Don’t be fooled or limited by the news from Israel. Some of the stories are amazing; some are disheartening. We know about the amazing: innovation nation, villa in the jungle, multicultural miracle, vibrant and resilient society. And God knows we know about the disheartening: divided nation, dysfunctional politics, intractable conflicts, UN piñata, unending terror. We’re accustomed to the whiplash: Turn here for amazing, turn there for disheartening. But what about Yamine Bitton — where do we turn for him? Yamine is neither here nor there. He never comes up in our Twitter feed. He has no Facebook account. Reporters never call him.

Yamine Bitton was my grandfather, a successful tea merchant from Casablanca. Of his 11 children, all but one moved to Israel. (The exception, my mother, moved to Canada.) The two oldest sons moved first in 1947 to fight in the War of Independence. Several years later, on a Saturday night in 1955, right after Yamine recited Havdalah, the sons were back to smuggle their parents and remaining siblings to Israel. When Yamine landed in Israel, as the family lore goes, he kissed the ground and said he’d never leave. He was home.

In one way, this unconditional devotion makes little sense. Yamine’s family struggled in one of those development towns where Jews from Arab lands were placed. A tiny house is tiny enough without seven children still at home. For the tea pasha of Casablanca, aliyah meant a significant downgrade in both status and lifestyle. But my grandfather was a pious man. Three times a day, he would recite verses like this in his prayers:

And to Jerusalem your city may you return. . . . Blessed are you, builder of Jerusalem. . . . May our eyes behold your return to Zion. . . . Blessed are you, who restores his presence to Zion. . . . Bring us to Zion your city in glad song, and to Jerusalem, home of your sanctuary in eternal joy. . . . For out of Zion shall go forth the Torah, and the word of the Lord from Jerusalem. . . .

My grandfather’s devotion, then, made all the sense in the world. He kissed the ground of Israel because he had prayed all his life for that opportunity. It’s not hard to see how this intense spiritual yearning alleviated the physical hardships and loss of status he encountered in Israel. Maybe that’s why I never heard stories of my grandfather complaining. Feeling at home, after all, carries a status all its own.

My friend the writer Yossi Klein Halevi, disheartened by the turmoil in Israel, said something recently that stuck with me. No matter how bad things get, he told me, “we still need something to hold on to.” We need something that will help us carry on. For me, that something is not the amazing side of Israel with its innovation and vibrancy and creativity, much as I admire it. What I hold on to in times of distress is the image of my grandfather bending down to kiss the asphalt in Israel and saying he would never leave.

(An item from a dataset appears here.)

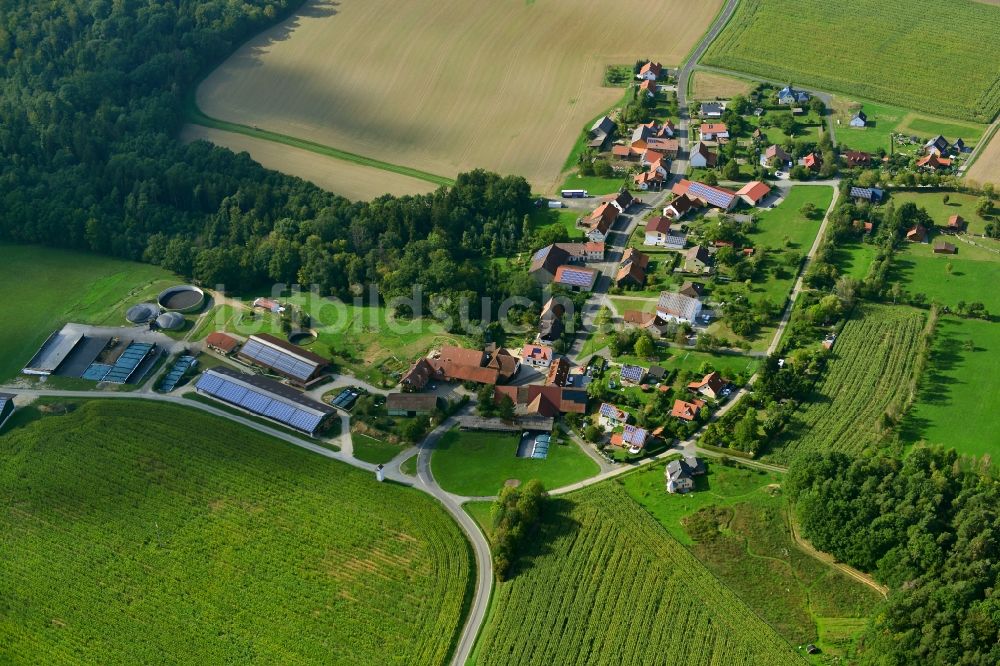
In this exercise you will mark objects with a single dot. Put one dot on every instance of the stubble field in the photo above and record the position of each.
(448, 85)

There is a deep humility in bending down to kiss the ground, a recognition of our frailty. The image of our ancestors holding hands in a long chain through the centuries, praying to return to their biblical homeland, is larger than any of us. In the face of the ugly fights in the Knesset, the acrimony on the streets, the dogma disguised as policy, the fraying of social bonds, this is what I cling to: the miracle my grandfather experienced as a member of the generation that made it over the Zionist finish line.

Yossi’s call to find something to hold on to is poignant. For all too many Diaspora Jews, if they can’t stand what’s going on in Israel, there’s a natural urge to give up and move on. Holding on to our Zionist connection during such stressful and upsetting times takes more than just activism or reminding ourselves about Start-Up Nation or how Israeli innovation helps repair the world. Activism is important, and it feeds our appetite for action; accomplishments are important, and they feed our minds and egos. But to maintain an unconditional attachment to the Zionist project requires something that feeds our souls. My grandfather bending down to kiss the ancient ground of Israel and saying he’ll never leave touches my soul.

It feeds me the way my mother’s love for me feeds my soul, or the way my love for my children feeds my soul, or the way Jews never abandoning a 1,900-year dream feeds my soul. It feeds me in a way that makes me want to emulate my ancestors and never give up on the Zionist miracle.

This feeling doesn’t show up in our Twitter feed. It doesn’t come and go, like a news story, amazing or disheartening. It’s there on the good days and it’s there on the dark days and, yes, even on Israel’s birthday. And like the image of my grandfather bending down to kiss holy ground, it’s with me everywhere I go.